La voix qu’on écoute

Autant pouvons-nous influencer notre entourage que notre entourage peut nous influencer. Pouvez-vous imaginer que, de nos jours, on pourrait accorder plus de confiance et de respect à un individu sur les médias qu’à nos amis les plus proches ? On suit presque aveuglément des personnes sur les réseaux sociaux que nous n’avons jamais rencontrées, alors que le voisin de la porte d’à côté ne demande qu’à connaître notre nom !

Constituant également un sujet d’actualité, les fausses nouvelles circulent plus profusément et sont crues plus docilement qu’auparavant par les médias sociaux offrant des mégaphones à qui veut parler. Cependant, la délimitation entre une vraie et une fausse nouvelle se trouve parfois mince et de temps à autre, tout cela se joue sur un seul facteur : le propriétaire de la bouche qui parle. On y reviendra.

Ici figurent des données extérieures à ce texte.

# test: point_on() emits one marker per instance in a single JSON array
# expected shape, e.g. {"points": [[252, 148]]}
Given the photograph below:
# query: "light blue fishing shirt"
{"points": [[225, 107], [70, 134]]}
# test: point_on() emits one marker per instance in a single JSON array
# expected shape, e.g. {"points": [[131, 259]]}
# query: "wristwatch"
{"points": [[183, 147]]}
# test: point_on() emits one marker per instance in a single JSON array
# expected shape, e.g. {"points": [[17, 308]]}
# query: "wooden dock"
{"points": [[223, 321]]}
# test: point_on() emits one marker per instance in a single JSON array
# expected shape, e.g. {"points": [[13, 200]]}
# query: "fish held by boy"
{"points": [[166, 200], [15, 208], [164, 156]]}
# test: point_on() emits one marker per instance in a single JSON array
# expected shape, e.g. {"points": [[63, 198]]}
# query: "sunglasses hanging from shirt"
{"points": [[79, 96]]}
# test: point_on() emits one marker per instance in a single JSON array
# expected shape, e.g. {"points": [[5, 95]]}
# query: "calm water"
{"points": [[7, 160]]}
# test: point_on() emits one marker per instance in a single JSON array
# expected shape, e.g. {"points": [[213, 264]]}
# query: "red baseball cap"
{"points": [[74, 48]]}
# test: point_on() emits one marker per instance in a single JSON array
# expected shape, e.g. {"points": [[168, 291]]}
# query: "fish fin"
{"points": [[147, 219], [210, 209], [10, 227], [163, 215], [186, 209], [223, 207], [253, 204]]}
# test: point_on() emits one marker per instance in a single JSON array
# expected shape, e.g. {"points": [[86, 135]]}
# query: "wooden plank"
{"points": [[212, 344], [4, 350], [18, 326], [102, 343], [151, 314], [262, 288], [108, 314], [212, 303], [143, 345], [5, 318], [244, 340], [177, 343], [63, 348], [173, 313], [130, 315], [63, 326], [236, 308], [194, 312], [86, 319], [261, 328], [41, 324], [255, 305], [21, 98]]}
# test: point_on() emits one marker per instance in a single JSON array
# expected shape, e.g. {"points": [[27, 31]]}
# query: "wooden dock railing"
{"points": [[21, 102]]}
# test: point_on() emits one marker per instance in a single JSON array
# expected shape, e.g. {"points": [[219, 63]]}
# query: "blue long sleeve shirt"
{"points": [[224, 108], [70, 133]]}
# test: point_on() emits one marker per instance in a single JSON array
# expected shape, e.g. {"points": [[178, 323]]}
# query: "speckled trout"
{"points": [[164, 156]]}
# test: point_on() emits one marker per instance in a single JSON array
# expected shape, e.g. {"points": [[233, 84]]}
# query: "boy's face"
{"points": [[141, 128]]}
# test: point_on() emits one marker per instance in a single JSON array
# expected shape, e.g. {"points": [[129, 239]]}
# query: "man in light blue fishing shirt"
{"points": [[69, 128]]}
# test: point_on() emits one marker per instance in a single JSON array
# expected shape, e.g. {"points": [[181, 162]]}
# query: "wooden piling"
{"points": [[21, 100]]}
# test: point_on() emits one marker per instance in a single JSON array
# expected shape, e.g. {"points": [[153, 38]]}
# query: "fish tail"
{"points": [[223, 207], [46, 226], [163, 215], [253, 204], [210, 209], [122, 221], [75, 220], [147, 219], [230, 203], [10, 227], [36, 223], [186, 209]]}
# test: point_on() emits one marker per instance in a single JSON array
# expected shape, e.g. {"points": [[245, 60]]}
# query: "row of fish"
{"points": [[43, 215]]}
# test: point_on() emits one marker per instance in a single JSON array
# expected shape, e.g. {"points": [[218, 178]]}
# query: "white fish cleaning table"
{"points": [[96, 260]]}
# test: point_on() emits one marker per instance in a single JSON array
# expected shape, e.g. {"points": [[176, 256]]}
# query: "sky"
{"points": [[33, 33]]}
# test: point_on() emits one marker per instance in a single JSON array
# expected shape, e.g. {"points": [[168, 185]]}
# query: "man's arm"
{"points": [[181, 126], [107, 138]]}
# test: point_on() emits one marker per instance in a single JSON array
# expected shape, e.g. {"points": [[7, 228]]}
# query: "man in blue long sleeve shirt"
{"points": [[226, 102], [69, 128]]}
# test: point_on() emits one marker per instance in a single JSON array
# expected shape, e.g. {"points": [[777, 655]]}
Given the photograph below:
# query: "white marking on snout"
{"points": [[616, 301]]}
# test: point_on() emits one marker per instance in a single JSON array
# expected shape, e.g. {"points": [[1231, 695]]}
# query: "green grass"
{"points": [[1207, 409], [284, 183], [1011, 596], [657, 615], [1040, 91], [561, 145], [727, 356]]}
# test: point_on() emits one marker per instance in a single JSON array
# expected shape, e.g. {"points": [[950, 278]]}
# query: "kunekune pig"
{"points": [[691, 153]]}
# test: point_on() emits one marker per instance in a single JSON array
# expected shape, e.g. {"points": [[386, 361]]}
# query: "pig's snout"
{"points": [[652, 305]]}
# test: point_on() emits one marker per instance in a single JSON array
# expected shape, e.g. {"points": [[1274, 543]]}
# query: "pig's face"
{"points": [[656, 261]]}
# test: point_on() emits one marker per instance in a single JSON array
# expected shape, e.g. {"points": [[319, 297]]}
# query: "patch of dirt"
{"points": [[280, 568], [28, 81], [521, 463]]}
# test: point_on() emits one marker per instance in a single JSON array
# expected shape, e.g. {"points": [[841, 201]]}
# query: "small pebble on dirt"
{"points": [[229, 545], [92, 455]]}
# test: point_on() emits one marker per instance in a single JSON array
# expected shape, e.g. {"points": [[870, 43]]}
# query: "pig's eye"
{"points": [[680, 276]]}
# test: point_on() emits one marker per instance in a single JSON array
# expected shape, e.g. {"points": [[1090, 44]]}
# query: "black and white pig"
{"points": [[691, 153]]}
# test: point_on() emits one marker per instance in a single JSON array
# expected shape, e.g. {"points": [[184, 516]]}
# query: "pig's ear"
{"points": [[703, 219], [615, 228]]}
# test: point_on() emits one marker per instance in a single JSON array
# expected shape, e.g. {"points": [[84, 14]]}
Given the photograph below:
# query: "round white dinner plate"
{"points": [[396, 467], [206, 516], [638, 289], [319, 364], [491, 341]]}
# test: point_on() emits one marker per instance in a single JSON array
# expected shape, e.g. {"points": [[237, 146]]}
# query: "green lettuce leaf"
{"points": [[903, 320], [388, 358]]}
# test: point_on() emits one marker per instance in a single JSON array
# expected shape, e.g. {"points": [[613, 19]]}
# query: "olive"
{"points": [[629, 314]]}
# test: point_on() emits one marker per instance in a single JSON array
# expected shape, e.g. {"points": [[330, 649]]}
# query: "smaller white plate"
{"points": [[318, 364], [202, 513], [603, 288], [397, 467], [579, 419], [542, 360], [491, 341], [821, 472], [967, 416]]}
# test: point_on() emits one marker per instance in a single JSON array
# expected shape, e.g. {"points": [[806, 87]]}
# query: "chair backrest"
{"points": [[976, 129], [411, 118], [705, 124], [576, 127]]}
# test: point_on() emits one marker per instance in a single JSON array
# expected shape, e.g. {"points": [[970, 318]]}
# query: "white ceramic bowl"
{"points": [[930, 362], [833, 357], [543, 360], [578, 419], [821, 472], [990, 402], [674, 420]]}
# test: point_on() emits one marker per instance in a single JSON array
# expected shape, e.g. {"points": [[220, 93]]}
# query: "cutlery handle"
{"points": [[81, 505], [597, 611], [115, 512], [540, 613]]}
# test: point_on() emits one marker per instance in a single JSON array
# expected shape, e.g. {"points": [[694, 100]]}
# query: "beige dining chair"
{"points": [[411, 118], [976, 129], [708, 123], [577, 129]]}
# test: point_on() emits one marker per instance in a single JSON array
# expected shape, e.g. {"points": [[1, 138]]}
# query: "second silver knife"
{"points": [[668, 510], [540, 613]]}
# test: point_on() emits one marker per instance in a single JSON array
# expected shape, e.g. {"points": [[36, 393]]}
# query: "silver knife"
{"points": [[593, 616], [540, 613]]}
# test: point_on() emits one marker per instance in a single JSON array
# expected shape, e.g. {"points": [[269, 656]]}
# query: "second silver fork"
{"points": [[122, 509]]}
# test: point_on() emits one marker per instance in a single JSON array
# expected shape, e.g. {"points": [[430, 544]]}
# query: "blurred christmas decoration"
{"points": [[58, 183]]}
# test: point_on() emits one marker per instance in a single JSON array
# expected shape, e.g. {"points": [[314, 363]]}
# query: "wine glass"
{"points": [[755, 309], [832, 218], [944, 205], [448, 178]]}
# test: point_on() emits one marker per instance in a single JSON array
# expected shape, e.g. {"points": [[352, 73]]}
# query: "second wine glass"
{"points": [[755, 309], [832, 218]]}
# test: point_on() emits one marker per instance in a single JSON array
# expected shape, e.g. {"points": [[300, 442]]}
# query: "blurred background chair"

Les publications sur les médias ne sont pas faites objectivement, puisque leur but se veut de rallier des gens à l’idéologie de l’internaute qui diffuse les. Dorénavant, une personne peut aisément éviter de lire ou de visionner un contenu qui ne correspond pas à ses envies ou à sa perspective d’un certain sujet. Swiper à gauche, swiper à droite. Scroller l’écran de haut en bas, de bas en haut. Ce comportement est d’autant plus accentué par les algorithmes de ce type de plateforme : on propose à l’utilisateur uniquement du contenu lié à ses champs d’intérêt, ce qui captive son attention le plus longtemps. En fin de compte, ce dernier filtre des informations qui ont déjà été filtrées au préalable. C’est alors qu’il faut se méfier de la bulle d’opinion, cet état qui nous empêche d’écouter, de tolérer ou d’accepter les différents points de vue devant nous.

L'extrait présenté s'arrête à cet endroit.